Finding a place that gives you meals, not just food. If you don’t have a place where you have a refrigerator, what’s the point? A place to lay your head when you don’t have a bed.

Have you ever been arrested or ticketed? If so, what role did your homelessness play?

I’ve gotten five tickets within the last six months, all of them on Muni. The tickets are $103.

What would you do to end homelessness?

I would get a big spot and build a location for 5,000 people and put toilets in it. It’s basically the only way to get people housed. The SROs really don’t work. They’re too expensive and infested with bedbugs and mice. It’s not a good situation.

What does home mean to you?

Some place where I don’t have to worry about my safety or my belongings. A sense of security.

“[Home is] a place where I could go in, put my feet up and relax and not worry about people taking your things away from you.” - Charles Wisher, 54 (4 months homeless) Photo by Tearsa Joy Hammock / SF Public Press

What do you miss most about being housed?
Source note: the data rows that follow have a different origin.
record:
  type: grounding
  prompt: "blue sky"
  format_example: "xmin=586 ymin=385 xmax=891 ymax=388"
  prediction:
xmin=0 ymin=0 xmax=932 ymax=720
Having my own place and walking where I want and hanging out with my friends.

What need(s) have you had most difficulty meeting while you’ve been homeless?

Getting my birth certificate, I’m still working on that. And finding housing.

Have you ever been arrested or ticketed? If so, what role did your homelessness play?

I have one ticket. They call it “solicitation,” but I was walking down the street, going out for a normal night when the next thing I know, I get ticketed. I’m not paying it.

What would you do to end homelessness?

Ha, I would find a way to fund it! I’d buy a hotel and fill it with homeless people. Or get one donated to me.

What does home mean to you?

A place where I could go in, put my feet up and relax and not worry about people taking your things away from you.

This story appeared in the Winter 2012-2013 print edition of the San Francisco Public Press.